Wijngaard van Naboth – 1 Koningen 21

Preek over: Wijngaard van Naboth
1 Koningen 21: Dat Achab sprak tot Naboth, zeggende: Geef mij uw wijngaard, en ik zal u daarvoor geven een wijngaard, die beter is dan die; of, zo het goed in uw ogen is, zal ik u in geld deszelfs waarde geven.

LEESPREEK

Bijbelgedeelte 1 Koningen 21
1 HET geschiedde nu na deze dingen, alzo Naboth, een Jizreëliet, een wijngaard had, die te Jizreël was, bij het paleis van Achab, den koning van Samaría,
2 Dat Achab sprak tot Naboth, zeggende: Geef mij uw wijngaard, opdat hij mij zij tot een kruidhof, dewijl hij nabij mijn huis is, en ik zal u daarvoor geven een wijngaard die beter is dan die; of, zo het goed in uw ogen is, zal ik u in geld deszelfs waarde geven.

3 Maar Naboth zeide tot Achab: Dat late de HEERE verre van mij zijn, dat ik u de erve mijner vaderen geven zou.
4 Toen kwam Achab in zijn huis, gemelijk en toornig over het woord dat Naboth, de Jizreëliet, tot hem gesproken had, en gezegd: Ik zal u de erve mijner vaderen niet geven. En hij legde zich neder op zijn bed en keerde zijn aangezicht om en at geen brood.
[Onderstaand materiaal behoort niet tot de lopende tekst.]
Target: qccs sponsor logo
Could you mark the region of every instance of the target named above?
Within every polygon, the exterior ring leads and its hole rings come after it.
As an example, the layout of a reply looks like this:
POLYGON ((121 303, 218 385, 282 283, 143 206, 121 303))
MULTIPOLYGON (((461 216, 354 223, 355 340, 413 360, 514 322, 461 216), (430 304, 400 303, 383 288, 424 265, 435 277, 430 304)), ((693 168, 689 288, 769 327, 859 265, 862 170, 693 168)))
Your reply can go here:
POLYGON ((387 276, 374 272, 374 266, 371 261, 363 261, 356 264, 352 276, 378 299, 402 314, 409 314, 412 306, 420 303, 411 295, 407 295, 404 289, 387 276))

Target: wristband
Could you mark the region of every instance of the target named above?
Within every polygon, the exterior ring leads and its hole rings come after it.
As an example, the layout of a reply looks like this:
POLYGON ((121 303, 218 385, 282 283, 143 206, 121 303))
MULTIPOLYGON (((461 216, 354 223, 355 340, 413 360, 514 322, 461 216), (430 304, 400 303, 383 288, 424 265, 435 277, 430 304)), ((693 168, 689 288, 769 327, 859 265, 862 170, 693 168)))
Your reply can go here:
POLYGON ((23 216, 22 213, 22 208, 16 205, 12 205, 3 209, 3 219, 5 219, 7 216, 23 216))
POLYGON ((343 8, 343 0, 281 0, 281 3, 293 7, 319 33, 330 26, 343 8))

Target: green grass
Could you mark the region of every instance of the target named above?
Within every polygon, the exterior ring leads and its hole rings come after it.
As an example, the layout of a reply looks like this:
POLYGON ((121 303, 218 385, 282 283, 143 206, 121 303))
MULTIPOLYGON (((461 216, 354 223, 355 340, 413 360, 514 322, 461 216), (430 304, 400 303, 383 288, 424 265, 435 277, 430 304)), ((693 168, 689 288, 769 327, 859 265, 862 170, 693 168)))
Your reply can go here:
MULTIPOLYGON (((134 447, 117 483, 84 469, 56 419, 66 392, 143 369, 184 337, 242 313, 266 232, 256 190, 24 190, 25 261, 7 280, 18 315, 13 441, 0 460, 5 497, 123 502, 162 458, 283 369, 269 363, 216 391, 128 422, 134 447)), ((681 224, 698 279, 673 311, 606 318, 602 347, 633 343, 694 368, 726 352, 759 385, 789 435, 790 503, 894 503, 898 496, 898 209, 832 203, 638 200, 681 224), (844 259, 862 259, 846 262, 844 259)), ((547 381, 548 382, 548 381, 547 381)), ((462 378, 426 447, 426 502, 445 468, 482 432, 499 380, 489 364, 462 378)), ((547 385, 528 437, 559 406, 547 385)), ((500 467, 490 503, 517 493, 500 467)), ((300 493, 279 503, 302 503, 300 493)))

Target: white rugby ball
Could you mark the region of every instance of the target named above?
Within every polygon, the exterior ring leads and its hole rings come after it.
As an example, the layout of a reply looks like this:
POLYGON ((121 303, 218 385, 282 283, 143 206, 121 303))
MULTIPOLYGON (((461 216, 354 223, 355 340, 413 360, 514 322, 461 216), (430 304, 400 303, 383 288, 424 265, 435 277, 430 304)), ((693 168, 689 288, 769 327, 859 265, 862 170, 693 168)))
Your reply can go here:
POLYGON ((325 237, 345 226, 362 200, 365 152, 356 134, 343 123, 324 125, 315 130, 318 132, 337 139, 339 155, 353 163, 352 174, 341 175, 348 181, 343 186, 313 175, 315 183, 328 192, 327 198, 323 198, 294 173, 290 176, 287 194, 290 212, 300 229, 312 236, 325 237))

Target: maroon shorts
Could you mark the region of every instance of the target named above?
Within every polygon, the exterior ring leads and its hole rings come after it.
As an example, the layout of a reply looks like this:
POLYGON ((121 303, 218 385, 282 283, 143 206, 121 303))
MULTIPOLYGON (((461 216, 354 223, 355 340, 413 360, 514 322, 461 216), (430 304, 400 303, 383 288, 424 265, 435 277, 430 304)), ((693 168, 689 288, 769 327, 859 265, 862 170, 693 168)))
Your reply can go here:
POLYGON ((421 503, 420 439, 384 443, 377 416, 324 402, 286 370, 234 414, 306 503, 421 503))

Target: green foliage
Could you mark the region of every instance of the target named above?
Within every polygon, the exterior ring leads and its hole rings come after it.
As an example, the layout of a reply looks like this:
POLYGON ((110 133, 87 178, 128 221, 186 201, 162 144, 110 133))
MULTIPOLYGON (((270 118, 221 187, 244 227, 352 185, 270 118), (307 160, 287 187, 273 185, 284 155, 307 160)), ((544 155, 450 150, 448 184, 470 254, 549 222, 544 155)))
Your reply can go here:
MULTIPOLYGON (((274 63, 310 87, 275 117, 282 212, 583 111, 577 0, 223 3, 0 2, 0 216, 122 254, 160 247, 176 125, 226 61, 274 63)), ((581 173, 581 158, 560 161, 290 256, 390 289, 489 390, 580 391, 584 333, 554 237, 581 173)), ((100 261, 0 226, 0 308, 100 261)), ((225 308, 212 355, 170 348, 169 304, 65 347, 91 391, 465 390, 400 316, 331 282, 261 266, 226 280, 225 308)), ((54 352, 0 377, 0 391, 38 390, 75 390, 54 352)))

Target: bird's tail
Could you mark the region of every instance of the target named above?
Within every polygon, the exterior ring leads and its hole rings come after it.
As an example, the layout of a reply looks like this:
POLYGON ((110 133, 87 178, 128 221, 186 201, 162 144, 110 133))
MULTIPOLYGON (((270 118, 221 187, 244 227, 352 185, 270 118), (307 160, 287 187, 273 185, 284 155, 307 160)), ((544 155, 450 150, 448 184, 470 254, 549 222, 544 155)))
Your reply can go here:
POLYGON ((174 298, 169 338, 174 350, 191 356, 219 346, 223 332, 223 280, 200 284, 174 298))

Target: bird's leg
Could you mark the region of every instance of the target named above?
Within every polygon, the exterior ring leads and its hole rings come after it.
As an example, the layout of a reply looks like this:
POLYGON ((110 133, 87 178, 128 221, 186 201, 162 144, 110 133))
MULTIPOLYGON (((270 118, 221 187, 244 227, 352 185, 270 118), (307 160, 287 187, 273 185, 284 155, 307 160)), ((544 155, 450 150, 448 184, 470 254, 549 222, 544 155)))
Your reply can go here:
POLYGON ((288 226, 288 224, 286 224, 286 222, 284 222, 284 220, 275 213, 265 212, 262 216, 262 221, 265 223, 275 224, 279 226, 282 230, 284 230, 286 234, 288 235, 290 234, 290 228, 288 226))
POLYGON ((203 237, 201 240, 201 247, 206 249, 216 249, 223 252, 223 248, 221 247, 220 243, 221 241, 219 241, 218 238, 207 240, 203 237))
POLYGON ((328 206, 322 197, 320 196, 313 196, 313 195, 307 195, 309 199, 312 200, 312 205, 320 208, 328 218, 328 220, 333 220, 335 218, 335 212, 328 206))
5 Maar Izébel, zijn huisvrouw, kwam tot hem, en sprak tot hem: Wat is dit, dat uw geest dus gemelijk is en dat gij geen brood eet?
6 En hij sprak tot haar: Omdat ik tot Naboth, den Jizreëliet, gesproken en hem gezegd heb: Geef mij uw wijngaard om geld, of zo het u behaagt, ik zal u een wijngaard in zijn plaats geven. Maar hij heeft gezegd: Ik zal u mijn wijngaard niet geven.